This actually happened to me yesterday and it’s hard to believe but it’s actually true and it just completely blew me away. Remember how not too long ago I had a dream and I was shown a vision of my Eternal Companion in Heaven who loves me and is waiting for me, and I saw in detail exactly what he looked like, with long-ish curly blonde hair, and resembled a British rock star? Well, I never forgot about that and towards the end of the Mass, right for the Gospel I notice a guy come in late and sit in the aisle right across from me and oh, my God……it was him! He looked exactly like the guy in my dream, that I had seen, my Eternal Companion!
I was just stunned and shocked speechless, I was dizzy and so overwhelmed and blown away I thought I was going to faint. It was just surreal. It was him, but he didn’t stay long and then he left right away, as soon as it was over, and loudly peeled out in a “muscle” car, the kind I also like. Oh, my God! Did he possibly come down from Heaven, as an angel in human form,perhaps, to give me some hope and reassurance and then quickly vanished into the night? Was there no communication between us because the time is not right; not until I’ve died and go to Heaven? It was just so amazing and unreal I couldn’t believe it…..but there he was. I wonder if I’ll ever see him again before I go to Heaven or if this was it? Maybe it’s a sign it’ll be soon and he came to check in one me?
As for my hubby, I don’t feel any connection to him, any loyalty, any allegience, any respect,, any commitment, any ties, any feelings, any closeness, any bond, etc, or like I “owe” him anything because of the dismissive, belittling, demeaning, condescending way he treats me. He treats me like shit and doesn’t value or respect me, or love me, or value my thoughts, needs, or opinions, he just constantly puts me down, insults and berates me, criticizes and emotionally abuses me so I don’t feel like I owe him anything. I want to be free.

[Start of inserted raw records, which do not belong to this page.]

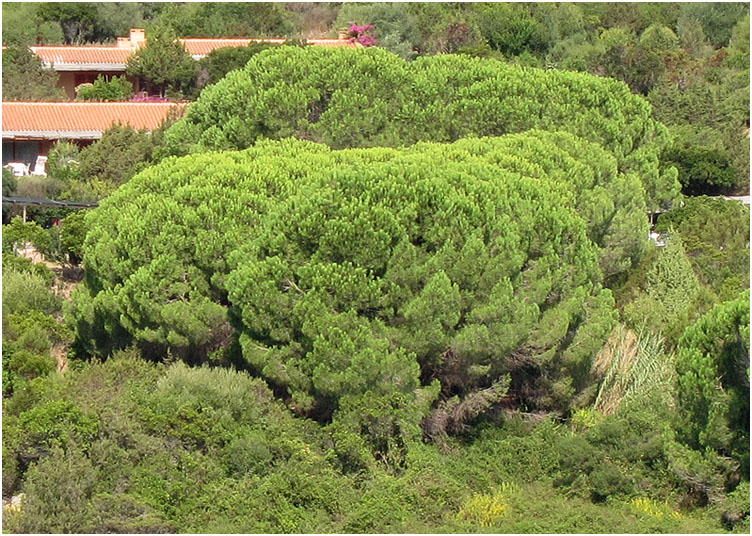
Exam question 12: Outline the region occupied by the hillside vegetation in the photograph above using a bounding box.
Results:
[2,4,749,534]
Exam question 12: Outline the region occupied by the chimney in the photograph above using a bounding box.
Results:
[337,29,349,40]
[130,28,146,47]
[116,37,130,49]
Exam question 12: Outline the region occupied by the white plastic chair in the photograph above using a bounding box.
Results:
[4,162,30,177]
[32,155,48,176]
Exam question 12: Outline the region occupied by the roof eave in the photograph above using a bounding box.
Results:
[44,63,128,71]
[3,131,103,140]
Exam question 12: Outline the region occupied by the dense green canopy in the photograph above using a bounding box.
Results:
[160,46,679,212]
[72,135,622,433]
[676,289,750,466]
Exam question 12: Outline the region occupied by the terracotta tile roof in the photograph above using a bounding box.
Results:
[31,46,133,70]
[2,102,185,139]
[26,38,356,68]
[180,37,357,57]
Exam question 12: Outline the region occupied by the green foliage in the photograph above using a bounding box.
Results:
[720,481,750,531]
[4,447,99,534]
[58,211,88,264]
[77,124,155,188]
[151,2,292,39]
[0,347,742,534]
[12,175,66,221]
[639,24,679,54]
[12,399,99,469]
[619,231,709,347]
[676,14,712,59]
[2,216,52,254]
[663,144,738,195]
[1,252,55,285]
[36,2,98,44]
[162,45,678,211]
[333,2,430,59]
[1,2,63,45]
[646,232,700,317]
[675,290,749,467]
[126,24,197,97]
[75,74,133,102]
[474,3,549,57]
[594,27,667,95]
[1,44,65,101]
[1,5,748,533]
[679,3,750,48]
[726,13,750,69]
[2,166,18,196]
[656,196,750,300]
[46,140,81,184]
[196,42,283,93]
[648,42,750,195]
[77,137,619,434]
[3,167,18,223]
[2,268,61,318]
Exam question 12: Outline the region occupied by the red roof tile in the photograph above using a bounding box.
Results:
[180,38,357,56]
[31,46,133,70]
[27,38,357,69]
[2,102,185,139]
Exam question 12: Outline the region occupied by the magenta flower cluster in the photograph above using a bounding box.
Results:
[348,23,377,47]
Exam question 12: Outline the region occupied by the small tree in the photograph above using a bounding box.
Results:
[3,168,18,223]
[78,124,155,187]
[2,44,65,101]
[676,290,749,473]
[195,42,282,93]
[36,2,97,44]
[662,144,738,196]
[47,141,81,184]
[646,231,700,317]
[126,25,196,98]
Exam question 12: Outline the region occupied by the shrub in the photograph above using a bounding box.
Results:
[46,140,81,183]
[663,144,738,195]
[2,268,61,316]
[195,41,283,93]
[3,448,98,534]
[2,253,55,285]
[78,123,155,187]
[656,196,750,300]
[76,74,133,101]
[675,290,749,468]
[2,216,52,253]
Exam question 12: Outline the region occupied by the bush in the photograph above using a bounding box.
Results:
[2,253,55,285]
[675,290,749,467]
[2,268,61,316]
[77,123,155,187]
[663,144,738,195]
[656,196,750,300]
[195,41,284,93]
[2,216,52,253]
[59,210,88,264]
[47,140,81,183]
[3,448,98,534]
[75,74,133,101]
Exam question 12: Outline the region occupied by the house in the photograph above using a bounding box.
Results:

Also, in church I was seeing blurry and double again and I’m losing my mind so much that I couldn’t even remember prayers that I’ve memorized my whole life, and my stomach and abdomenal pain is really bad again as well and now my arms and legs feel so weak and “drained” and I get weaker and more and more fatigued every day.I feel like I’m dying and I don’t think it will be too long now. There’s just no energy, no strength, no motivation, no spark, no life, left in me anymore.